Я в полной мере испытала неприятные последствия такого своего странного воздействия на окружающих, когда наконец-то устроилась на свою первую работу в фирму по производству и продаже межкомнатных дверей. Там меня – с самого первого дня, с той самой секунды, как мы впервые встретились взглядами – необъяснимо возненавидела администратор торгового зала, моя начальница по фамилии Кантур.
Сразу отмечу: Кантур – далеко не самый важный персонаж в моем повествовании. Но я уделю ей внимание, потому что она прекрасно иллюстрирует собой тот тип странных людей, о которых будет сказано еще немало в рамках этой истории. Но упаси бог кому-то счесть их главными героями этой книги!

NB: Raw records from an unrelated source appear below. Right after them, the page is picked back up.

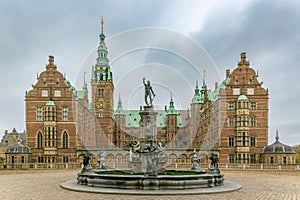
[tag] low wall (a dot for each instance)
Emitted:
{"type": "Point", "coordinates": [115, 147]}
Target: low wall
{"type": "Point", "coordinates": [185, 166]}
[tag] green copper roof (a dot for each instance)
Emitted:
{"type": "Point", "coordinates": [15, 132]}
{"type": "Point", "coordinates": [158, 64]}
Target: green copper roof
{"type": "Point", "coordinates": [242, 97]}
{"type": "Point", "coordinates": [101, 72]}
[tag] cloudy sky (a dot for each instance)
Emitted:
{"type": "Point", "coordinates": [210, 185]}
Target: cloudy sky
{"type": "Point", "coordinates": [269, 31]}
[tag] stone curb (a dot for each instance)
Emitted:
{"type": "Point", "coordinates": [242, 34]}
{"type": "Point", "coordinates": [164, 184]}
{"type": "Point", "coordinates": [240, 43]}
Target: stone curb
{"type": "Point", "coordinates": [227, 187]}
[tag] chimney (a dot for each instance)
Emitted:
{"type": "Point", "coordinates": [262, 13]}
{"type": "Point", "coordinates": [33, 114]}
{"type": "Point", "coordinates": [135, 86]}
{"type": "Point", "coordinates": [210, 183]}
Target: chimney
{"type": "Point", "coordinates": [216, 85]}
{"type": "Point", "coordinates": [227, 73]}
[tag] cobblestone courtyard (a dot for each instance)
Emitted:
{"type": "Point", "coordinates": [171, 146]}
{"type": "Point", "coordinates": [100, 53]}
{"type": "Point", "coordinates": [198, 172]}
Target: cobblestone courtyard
{"type": "Point", "coordinates": [45, 184]}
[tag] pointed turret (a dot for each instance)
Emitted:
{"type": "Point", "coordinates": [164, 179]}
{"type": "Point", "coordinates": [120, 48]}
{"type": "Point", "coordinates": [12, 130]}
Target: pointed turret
{"type": "Point", "coordinates": [171, 109]}
{"type": "Point", "coordinates": [197, 96]}
{"type": "Point", "coordinates": [119, 109]}
{"type": "Point", "coordinates": [101, 71]}
{"type": "Point", "coordinates": [277, 137]}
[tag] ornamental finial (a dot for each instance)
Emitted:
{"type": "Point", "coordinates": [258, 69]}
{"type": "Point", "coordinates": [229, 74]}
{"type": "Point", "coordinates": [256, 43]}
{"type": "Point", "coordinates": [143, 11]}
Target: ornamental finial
{"type": "Point", "coordinates": [102, 22]}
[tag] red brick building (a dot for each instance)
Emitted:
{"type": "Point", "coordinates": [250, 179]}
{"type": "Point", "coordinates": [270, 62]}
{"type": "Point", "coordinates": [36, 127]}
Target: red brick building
{"type": "Point", "coordinates": [234, 117]}
{"type": "Point", "coordinates": [61, 123]}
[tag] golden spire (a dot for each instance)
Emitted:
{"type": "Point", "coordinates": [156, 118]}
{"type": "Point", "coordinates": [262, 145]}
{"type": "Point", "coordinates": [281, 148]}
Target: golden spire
{"type": "Point", "coordinates": [102, 22]}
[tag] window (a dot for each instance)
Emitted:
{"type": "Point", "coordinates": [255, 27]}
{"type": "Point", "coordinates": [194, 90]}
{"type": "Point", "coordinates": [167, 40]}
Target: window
{"type": "Point", "coordinates": [65, 159]}
{"type": "Point", "coordinates": [40, 159]}
{"type": "Point", "coordinates": [250, 91]}
{"type": "Point", "coordinates": [238, 121]}
{"type": "Point", "coordinates": [40, 140]}
{"type": "Point", "coordinates": [242, 139]}
{"type": "Point", "coordinates": [57, 93]}
{"type": "Point", "coordinates": [231, 158]}
{"type": "Point", "coordinates": [272, 160]}
{"type": "Point", "coordinates": [100, 93]}
{"type": "Point", "coordinates": [239, 158]}
{"type": "Point", "coordinates": [252, 121]}
{"type": "Point", "coordinates": [65, 140]}
{"type": "Point", "coordinates": [253, 141]}
{"type": "Point", "coordinates": [231, 141]}
{"type": "Point", "coordinates": [39, 114]}
{"type": "Point", "coordinates": [242, 158]}
{"type": "Point", "coordinates": [230, 105]}
{"type": "Point", "coordinates": [50, 136]}
{"type": "Point", "coordinates": [253, 158]}
{"type": "Point", "coordinates": [65, 114]}
{"type": "Point", "coordinates": [252, 105]}
{"type": "Point", "coordinates": [284, 160]}
{"type": "Point", "coordinates": [44, 93]}
{"type": "Point", "coordinates": [236, 91]}
{"type": "Point", "coordinates": [50, 113]}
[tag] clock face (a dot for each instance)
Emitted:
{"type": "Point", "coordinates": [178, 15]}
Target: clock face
{"type": "Point", "coordinates": [100, 104]}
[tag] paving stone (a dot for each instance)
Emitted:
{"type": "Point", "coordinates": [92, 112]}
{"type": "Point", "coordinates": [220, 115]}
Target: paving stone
{"type": "Point", "coordinates": [45, 184]}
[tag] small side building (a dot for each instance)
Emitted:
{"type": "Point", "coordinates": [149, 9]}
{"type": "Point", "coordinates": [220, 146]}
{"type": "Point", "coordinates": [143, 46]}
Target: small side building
{"type": "Point", "coordinates": [278, 153]}
{"type": "Point", "coordinates": [17, 154]}
{"type": "Point", "coordinates": [10, 139]}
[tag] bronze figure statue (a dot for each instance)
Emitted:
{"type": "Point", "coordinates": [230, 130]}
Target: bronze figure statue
{"type": "Point", "coordinates": [148, 93]}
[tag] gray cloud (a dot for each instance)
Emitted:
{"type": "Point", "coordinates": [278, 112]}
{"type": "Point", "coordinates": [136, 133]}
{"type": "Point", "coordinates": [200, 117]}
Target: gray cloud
{"type": "Point", "coordinates": [268, 30]}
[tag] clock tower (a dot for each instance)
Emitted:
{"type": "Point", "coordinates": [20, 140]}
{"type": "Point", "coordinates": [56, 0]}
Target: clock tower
{"type": "Point", "coordinates": [102, 92]}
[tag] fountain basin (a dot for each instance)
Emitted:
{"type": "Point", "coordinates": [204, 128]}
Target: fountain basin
{"type": "Point", "coordinates": [141, 182]}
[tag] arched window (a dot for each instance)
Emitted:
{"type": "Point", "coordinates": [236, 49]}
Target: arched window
{"type": "Point", "coordinates": [65, 140]}
{"type": "Point", "coordinates": [100, 93]}
{"type": "Point", "coordinates": [40, 140]}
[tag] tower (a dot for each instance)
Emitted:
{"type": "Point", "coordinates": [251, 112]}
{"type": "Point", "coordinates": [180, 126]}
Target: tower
{"type": "Point", "coordinates": [120, 119]}
{"type": "Point", "coordinates": [171, 122]}
{"type": "Point", "coordinates": [102, 91]}
{"type": "Point", "coordinates": [196, 106]}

Эта книга вовсе не о них, как бы она ни называлась.
История с Кантур – типичный пример взаимоотношений руководителя низшего звена со своими подчиненными в те годы, когда я только начинала свою «карьеру» в городе …sk. Я не ставила своей целью проводить масштабные социологические исследования, собирать и анализировать статистику – в конце концов, я писатель, а не ученый. Но я больше чем уверена: спросите бывших офисных работников примерно моего возраста о том, как складывались на заре карьеры их отношения с администраторами, старшими менеджерами и начальниками отделов, и каждый третий, а то и второй расскажет вам подобную историю.

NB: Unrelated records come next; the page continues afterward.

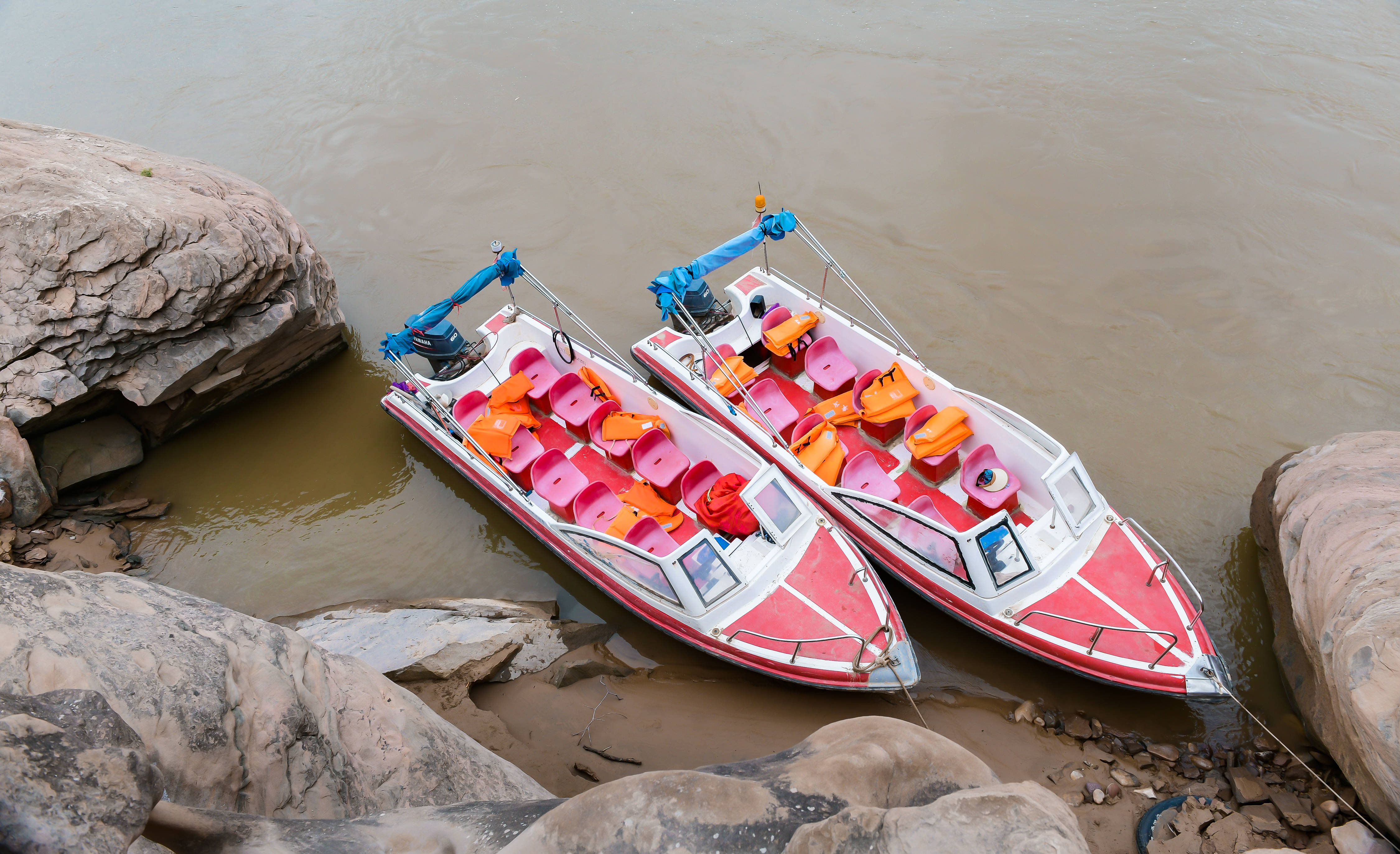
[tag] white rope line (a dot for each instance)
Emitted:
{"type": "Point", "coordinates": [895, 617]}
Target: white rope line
{"type": "Point", "coordinates": [1280, 743]}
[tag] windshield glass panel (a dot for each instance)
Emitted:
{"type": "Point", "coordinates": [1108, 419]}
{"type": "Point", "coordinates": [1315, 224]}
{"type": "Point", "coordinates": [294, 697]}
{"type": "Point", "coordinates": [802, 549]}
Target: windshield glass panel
{"type": "Point", "coordinates": [1076, 496]}
{"type": "Point", "coordinates": [709, 573]}
{"type": "Point", "coordinates": [643, 573]}
{"type": "Point", "coordinates": [917, 537]}
{"type": "Point", "coordinates": [776, 504]}
{"type": "Point", "coordinates": [1004, 556]}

Прежде всего, проясним один важный момент: как, мечтая о живописи и поступлении в Институт искусств, АЕК в итоге устроилась менеджером в небольшую фирму по продаже межкомнатных дверей? В сферу, столь далекую от своих интересов и планов? Я и сама не знаю, как это получилось. В менеджеры редко идут по призванию. Обычно люди это делают, потому что нет другого варианта и выхода. В менеджеры идут, потому что надо кем-то работать, чтобы платить за съемную квартиру, чтобы помогать своей семье, чтобы не умереть с голоду. Чтобы выжить в одиночку в незнакомом городе. В менеджеры идут, когда идти больше некуда. В менеджеры идут, когда больше никуда не берут, потому что нет опыта, а на твой красный диплом всем откровенно наплевать. В менеджеры идут, когда на то, чтобы стать тем, кем ты хочешь стать, не хватает денег и связей. В менеджеры идут, чтобы, вкалывая днем на работе, по вечерам учиться или наращивать мастерство в каком-то деле, чтобы все-таки сделать когда-нибудь этот отчаянный рывок к своей мечте и лучшему будущему. Которое, возможно, никогда не наступит.
Что из всех вышеперечисленных причин заставило меня пойти в менеджеры? Все. Или мне просто надоело есть ватрушки.
Впрочем, это было «лишь временно». Я и представить тогда не могла, что меня затянет так надолго… Как я на годы стала заложником не своей жизни? С чего все началось? А вот послушайте.
Мудрая мать дала мне важное наставление в дорогу: я должна забыть свои «творческие глупости» и найти «стабильную, престижную, высокооплачиваемую работу», а главное – состоятельного мужа. На это мне даже были назначены конкретные сроки: на работу – месяц, на мужа – год. Посмеявшись над второй частью материнского совета (я представила, как я бегаю по улицам, прикладываю руки рупором ко рту и кричу направо и налево: «Муж» Муж! Где ты?»), я и к первой части ее совета – искать работу – отнеслась по-своему. Я искала ее не как самоцель, чтобы сделать блестящую карьеру, а лишь как способ прийти к тому, чего я действительно хочу. Да не собиралась я забывать свои творческие глупости! Ведь ради них я и приехала в город …sk.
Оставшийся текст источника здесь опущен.